Che ci piaccia o meno, programmi televisivi, eventi sportivi e di altro genere, social network, videogame e altre macchine del consenso basate sul gusto estetico e sul partecipare sono i veri centri di produzione culturale di massa del ventunesimo secolo. Quale altro media è in grado di raggiungere i loro numeri, di mettere in accordo entità sociali e politiche dai più disparati orientamenti, di modificare intere città, creare lavoro, abitudini e orientamenti personali in maniere tanto significative?

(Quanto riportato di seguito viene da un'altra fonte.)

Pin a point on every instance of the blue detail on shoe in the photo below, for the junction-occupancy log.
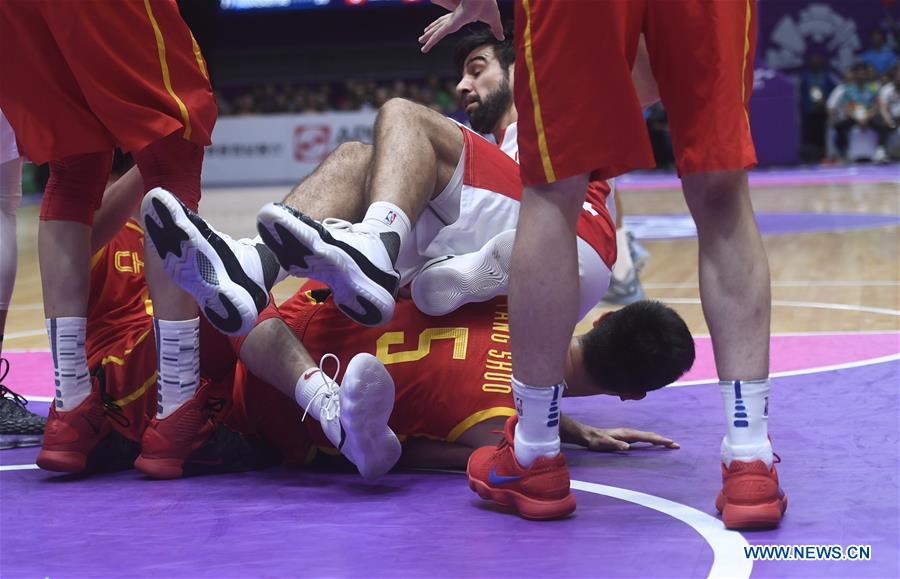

E così il dibattito politico, il Fuorisalone, gli incontri online, le relazioni sentimentali e le relazioni tutte si esauriscono con l’esaurirsi all’aver partecipato, in funzione assoluta dell’istante; massima importanza un minuto prima dell’evento, massima dimenticanza il minuto dopo, con i soliti avanzi di polemica all’italiana. Come la partita di un videogioco, non ha senso giocare una volta sola ma ha senso solo giocare continuamente; il vortice cresce e prosegue. Tendenze e modalità nuove ma già ben collaudate, destinate ad accentuare il loro effetto con l’adultizzarsi dei nativi digitali.

Per i nostri figli o fratelli minori infatti tali fenomeni non saranno solo tendenze circoscritte alla città di Milano e ai suoi eventi, ma un vero e proprio sentimento del tempo dove cultura vigente, gusto estetico e commerci si abbracceranno sinergicamente, e si confonderanno rendendo obsoleta la classica distinzione in categorie.

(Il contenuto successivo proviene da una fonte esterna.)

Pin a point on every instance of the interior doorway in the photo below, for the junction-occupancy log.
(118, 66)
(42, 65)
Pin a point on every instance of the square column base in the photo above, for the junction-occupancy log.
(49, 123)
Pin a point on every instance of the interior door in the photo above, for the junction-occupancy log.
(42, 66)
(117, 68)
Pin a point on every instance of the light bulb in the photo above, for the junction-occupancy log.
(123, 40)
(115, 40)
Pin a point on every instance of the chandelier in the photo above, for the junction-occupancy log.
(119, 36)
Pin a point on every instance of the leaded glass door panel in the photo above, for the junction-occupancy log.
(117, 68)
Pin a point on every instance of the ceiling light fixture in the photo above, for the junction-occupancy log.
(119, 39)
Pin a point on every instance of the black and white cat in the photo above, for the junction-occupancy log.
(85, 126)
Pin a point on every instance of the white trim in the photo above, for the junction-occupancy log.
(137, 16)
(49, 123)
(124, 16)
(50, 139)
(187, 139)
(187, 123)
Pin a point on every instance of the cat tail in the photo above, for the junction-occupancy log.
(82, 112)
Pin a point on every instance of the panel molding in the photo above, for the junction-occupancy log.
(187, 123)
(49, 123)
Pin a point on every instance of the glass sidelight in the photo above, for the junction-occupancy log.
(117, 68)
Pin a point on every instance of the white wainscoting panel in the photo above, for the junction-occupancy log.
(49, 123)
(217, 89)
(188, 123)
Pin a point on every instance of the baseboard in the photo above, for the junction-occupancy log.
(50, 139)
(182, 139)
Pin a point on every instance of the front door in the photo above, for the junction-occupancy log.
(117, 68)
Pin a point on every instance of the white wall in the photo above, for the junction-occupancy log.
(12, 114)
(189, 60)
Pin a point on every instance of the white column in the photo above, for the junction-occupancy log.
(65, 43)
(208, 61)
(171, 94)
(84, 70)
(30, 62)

Sorge spontanea un’ultima considerazione: in questa esaltante rincorsa al progresso, quanta parte di questa nuova cultura di fondo viene veramente scorta da organizzatori e partecipanti? Oltre le analisi socio-economiche ed estetizzazioni varie, aggregatori come Fuorisalone od Expo sono davvero situazioni ontologicamente differenti, per esempio, da un informale incontro al bar?

Ho la netta sensazione che tali manifestazioni abbiano seguito ideologico solo nelle cucine stellate, in qualche laboratorio di interior design sui navigli o nella direzione marketing di qualche ufficio; e che in generale il problema ontologico non si ponga, perché non è commerciabile, non si mangia e non si tocca.

Ho la netta sensazione che ai più non si consegni nient’altro che il ricordo di una piacevole giornata e qualche foto scattata in compagnia; che alla nostra città non si lasci niente altro che denaro circolante nelle tasche di chi ci ha guadagnato, istituzione pubblica o privata che sia, e immensi spazi lasciati in abbandono.

Non si lascerà che l’immobile attesa di qualche altra luce della ribalta che ci faccia di nuovo sentire importanti, di un qualcosa di nuovo da cucire sulla bocca di tutti.